Step1: Write original potential energy formula

The electric - potential energy formula is $PE=\frac{kq_1q_2}{r}$. Initially, $q_1 = 2e$, $q_2 = 3e$, and $r = d$, so the original potential energy $PE_1=\frac{k(2e)(3e)}{d}=\frac{6ke^2}{d}$.

Step2: Write new potential energy formula

When the distance $r$ is changed to $4d$, the new potential energy $PE_2=\frac{k(2e)(3e)}{4d}=\frac{6ke^2}{4d}$.

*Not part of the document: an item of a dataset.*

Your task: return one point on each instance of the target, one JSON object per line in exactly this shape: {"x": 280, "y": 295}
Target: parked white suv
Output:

Step3: Find the ratio of new to original potential energy

Calculate $\frac{PE_2}{PE_1}=\frac{\frac{6ke^2}{4d}}{\frac{6ke^2}{d}}$. The $6ke^2$ terms cancel out, and we get $\frac{PE_2}{PE_1}=\frac{1}{4}$.

Answer:

B. The new electric potential energy is $\frac{1}{4}$ as strong as the original electric potential energy.